UNITED NATIONS – In the first universal approach to battling a disease, the United Nations on Wednesday adopted an AIDS blueprint setting tough targets for reducing infection rates and protecting the rights of people with HIV/AIDS.
Under pressure from Islamic countries, Western nations were forced to back away from specifically naming the most vulnerable populations, including homosexuals and prostitutes. But experts said Wednesday that the heart of the document was in the details, not the language.
The 16-page Declaration of Commitment on HIV/AIDS was adopted by consensus by the 189-nation General Assembly. It calls for accelerating efforts to find a cure for the pandemic that has taken more than 22 million lives.
"After today, we shall have a document setting out a clear battle plan for the war against HIV/AIDS, with clear goals and a clear timeline," U.N. Secretary-General Kofi Annan said Wednesday. "It is a blueprint from which the whole of humanity can work in building a global response to a truly global challenge."
The three-day U.N. conference brought together over 3,000 health experts, scientists, lawmakers, aid workers and people living with the virus. Many shared heart-wrenching stories while their leaders made pleas for assistance from wealthier nations.
"My people are dying, they are dying before their time," the king of Swaziland, Mswati III, told members of the General Assembly on Wednesday.
First detected in homosexual men in the United States 20 years ago, the AIDS virus has exploded across the developing world, with more than 36 million people now infected. More than two-thirds of those afflicted are in Africa -- most of them women.
A last-minute compromise on the declaration came after Western nations reluctantly agreed to drop language specifically naming groups vulnerable to the disease -- including homosexuals and prostitutes -- because it was offensive to some Muslim nations.
Instead of mentioning "men who have sex with men," the new language refers to those who are at risk due to "sexual practice." Prostitutes are referred to as those vulnerable to infection due to "livelihood," and prisoners as those made vulnerable through "institutional location."

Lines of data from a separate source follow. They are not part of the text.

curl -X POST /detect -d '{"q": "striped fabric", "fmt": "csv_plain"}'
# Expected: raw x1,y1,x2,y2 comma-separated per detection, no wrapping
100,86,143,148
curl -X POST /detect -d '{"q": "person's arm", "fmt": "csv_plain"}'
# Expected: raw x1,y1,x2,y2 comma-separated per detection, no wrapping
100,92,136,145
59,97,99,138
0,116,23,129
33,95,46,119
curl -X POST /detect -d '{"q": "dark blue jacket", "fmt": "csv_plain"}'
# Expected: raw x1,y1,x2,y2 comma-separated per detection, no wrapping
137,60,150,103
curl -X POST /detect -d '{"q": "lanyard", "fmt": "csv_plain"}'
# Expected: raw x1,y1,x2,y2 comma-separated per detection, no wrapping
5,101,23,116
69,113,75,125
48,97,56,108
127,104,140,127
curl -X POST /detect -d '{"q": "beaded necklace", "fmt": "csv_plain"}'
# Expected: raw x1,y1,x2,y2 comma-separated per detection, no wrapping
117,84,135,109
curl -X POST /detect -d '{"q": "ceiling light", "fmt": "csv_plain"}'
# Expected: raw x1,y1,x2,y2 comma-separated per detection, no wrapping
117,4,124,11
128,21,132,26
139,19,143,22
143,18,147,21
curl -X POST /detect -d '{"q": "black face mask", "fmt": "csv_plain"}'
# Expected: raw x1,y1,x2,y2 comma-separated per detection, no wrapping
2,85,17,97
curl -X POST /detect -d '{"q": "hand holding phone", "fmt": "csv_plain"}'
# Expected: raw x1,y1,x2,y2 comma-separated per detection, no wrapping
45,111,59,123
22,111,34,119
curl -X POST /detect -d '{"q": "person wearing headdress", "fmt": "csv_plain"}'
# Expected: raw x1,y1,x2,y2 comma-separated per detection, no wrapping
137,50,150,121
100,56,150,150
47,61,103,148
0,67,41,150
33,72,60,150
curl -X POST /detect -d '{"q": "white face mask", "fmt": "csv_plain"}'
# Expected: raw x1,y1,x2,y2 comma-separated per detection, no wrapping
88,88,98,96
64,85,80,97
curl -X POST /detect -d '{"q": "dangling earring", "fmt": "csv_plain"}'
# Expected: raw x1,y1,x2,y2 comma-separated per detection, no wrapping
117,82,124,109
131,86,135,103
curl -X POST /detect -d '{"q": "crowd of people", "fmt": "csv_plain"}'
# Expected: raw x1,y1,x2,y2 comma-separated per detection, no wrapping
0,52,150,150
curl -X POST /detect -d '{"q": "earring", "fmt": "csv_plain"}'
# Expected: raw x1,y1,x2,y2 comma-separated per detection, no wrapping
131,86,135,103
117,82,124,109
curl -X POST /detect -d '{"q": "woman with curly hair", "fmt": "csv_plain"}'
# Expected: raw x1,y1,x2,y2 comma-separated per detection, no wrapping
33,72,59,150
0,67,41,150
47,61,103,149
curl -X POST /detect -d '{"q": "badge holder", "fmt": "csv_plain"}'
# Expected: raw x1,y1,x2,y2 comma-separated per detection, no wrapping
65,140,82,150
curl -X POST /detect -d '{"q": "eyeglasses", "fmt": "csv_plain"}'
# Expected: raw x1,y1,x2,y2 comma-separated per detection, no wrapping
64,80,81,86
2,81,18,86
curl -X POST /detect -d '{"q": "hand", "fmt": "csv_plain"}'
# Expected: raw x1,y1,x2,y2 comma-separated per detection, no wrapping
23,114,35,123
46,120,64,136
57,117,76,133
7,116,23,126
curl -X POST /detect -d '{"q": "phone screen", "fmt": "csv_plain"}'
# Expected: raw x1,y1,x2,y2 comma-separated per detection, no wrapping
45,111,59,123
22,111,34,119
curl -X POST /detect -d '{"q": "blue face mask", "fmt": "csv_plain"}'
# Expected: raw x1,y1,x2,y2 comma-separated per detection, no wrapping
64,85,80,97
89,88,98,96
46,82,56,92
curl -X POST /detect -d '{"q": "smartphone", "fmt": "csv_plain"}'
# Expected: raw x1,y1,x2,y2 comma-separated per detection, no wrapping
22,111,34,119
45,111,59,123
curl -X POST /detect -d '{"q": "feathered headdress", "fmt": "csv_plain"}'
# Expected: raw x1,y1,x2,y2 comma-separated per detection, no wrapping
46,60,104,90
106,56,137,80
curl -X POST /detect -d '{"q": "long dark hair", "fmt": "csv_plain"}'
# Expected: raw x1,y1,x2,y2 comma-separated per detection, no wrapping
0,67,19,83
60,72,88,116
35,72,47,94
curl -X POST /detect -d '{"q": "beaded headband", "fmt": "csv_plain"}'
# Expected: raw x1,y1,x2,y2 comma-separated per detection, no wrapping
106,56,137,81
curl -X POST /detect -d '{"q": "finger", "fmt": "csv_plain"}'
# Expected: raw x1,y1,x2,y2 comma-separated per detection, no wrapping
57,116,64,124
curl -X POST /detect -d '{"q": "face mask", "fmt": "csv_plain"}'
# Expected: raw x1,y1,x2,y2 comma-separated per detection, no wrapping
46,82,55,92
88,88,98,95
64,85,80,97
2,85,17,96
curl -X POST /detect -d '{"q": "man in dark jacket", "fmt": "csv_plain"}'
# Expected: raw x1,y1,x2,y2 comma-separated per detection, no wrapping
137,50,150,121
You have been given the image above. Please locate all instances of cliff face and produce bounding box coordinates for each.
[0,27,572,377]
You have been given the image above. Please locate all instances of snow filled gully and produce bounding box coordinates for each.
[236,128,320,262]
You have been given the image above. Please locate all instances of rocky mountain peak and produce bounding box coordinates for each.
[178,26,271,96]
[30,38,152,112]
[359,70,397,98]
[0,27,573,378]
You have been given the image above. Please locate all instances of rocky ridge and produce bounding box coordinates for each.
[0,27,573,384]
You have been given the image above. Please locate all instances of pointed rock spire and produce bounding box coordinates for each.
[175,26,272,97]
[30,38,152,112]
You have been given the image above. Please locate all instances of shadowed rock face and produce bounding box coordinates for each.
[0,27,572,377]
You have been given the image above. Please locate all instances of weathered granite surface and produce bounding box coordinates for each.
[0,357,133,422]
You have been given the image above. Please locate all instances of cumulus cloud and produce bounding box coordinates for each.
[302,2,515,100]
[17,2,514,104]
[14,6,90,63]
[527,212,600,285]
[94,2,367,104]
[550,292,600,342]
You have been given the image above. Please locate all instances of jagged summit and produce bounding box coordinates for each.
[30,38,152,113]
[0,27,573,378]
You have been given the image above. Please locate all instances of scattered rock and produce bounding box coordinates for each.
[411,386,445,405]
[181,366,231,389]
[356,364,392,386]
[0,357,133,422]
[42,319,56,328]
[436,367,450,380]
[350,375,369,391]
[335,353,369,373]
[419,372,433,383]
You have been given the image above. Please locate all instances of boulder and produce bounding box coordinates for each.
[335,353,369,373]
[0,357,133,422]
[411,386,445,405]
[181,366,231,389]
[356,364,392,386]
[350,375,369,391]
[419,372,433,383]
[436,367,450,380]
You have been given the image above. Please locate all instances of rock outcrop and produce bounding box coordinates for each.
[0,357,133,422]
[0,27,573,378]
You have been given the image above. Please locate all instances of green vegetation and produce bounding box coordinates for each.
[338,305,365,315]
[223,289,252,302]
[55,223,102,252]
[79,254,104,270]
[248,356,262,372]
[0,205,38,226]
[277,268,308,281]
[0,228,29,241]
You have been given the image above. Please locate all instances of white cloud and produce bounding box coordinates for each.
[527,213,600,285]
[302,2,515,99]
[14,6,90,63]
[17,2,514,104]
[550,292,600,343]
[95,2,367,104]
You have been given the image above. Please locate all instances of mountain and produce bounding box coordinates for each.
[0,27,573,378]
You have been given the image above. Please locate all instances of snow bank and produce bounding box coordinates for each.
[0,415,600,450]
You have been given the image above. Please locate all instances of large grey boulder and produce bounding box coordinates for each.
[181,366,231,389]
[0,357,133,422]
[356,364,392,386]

Egyptian diplomat Amr Rashdy, who led the push to change the language, said his country could live with the final document. "The outcome is fair and we accept it," he told The Associated Press.
But others argued that the original language would have better served those most in need of protection.
"For many, there is a reluctance to recognize groups affected by HIV/AIDS including men having sex with men; much of that reluctance is based on religion and on culture," said Mary Robinson, the U.N. high commissioner for human rights. "A failure to recognize it means the numbers of those infected can only grow."
Annan, who has made fighting AIDS a personal priority, acknowledged that tackling the issue had exposed "painful differences" among nations.
"Everyone has learned something here at this conference. In some countries maybe it will take a bit longer to recognize the reality and the need to respect the rights of every individual," Annan said.
Dr. Paul Delay, chief of the HIV/AIDS division at the U.S. Agency for International Development, said that despite the changes, "the targets have not been diluted."
Though not legally binding, the document calls on governments to create AIDS policies and programs to quickly reduce infection rates and protect those most at risk.
It makes specific references to cooperation needed between public and private sectors and says that human rights and fundamental freedoms are "essential to reduce vulnerability to HIV/AIDS."
It also recognizes the need for greater access to affordable drugs. Drug companies have lowered prices but African leaders at the summit said prices are still too high for most in the developing world.
Other targets set forth in the document include:
-- The development of national strategies and financing plans to combat HIV/AIDS by 2003.
-- A wide range of measures to prevent AIDS, including information and education, should be available by 2005 in all countries.
-- The number of infants infected with HIV should be reduced by 20 percent by 2005 and by 50 percent by 2010 by providing treatment to expectant HIV-positive mothers.
-- By 2003, countries should develop national programs to increase the availability of drugs to treat HIV infections by addressing issues such as pricing, and by 2005 they should make progress in implementing comprehensive health care programs.
Annan, who was nominated Wednesday by the Security Council for a second term as U.N. secretary-general, says $7-10 billion is needed annually to halt AIDS and reverse its effects.
The AIDS document "supports the establishment on an urgent basis of a global HIV/AIDS and health fund to finance an urgent and expanded response to the epidemic."
Annan found widespread support for the fund to be "particularly gratifying," and said he expected to see more contributions at next month's G-8 summit in Italy.
Both wealthy and impoverished nations announced contributions for AIDS totaling about $700 million.
The United States has already pledged $200 million and leaders of a key U.S. congressional committee agreed Tuesday to push for more than $1.3 billion to a global campaign against AIDS. It is expected to receive full committee approval Wednesday.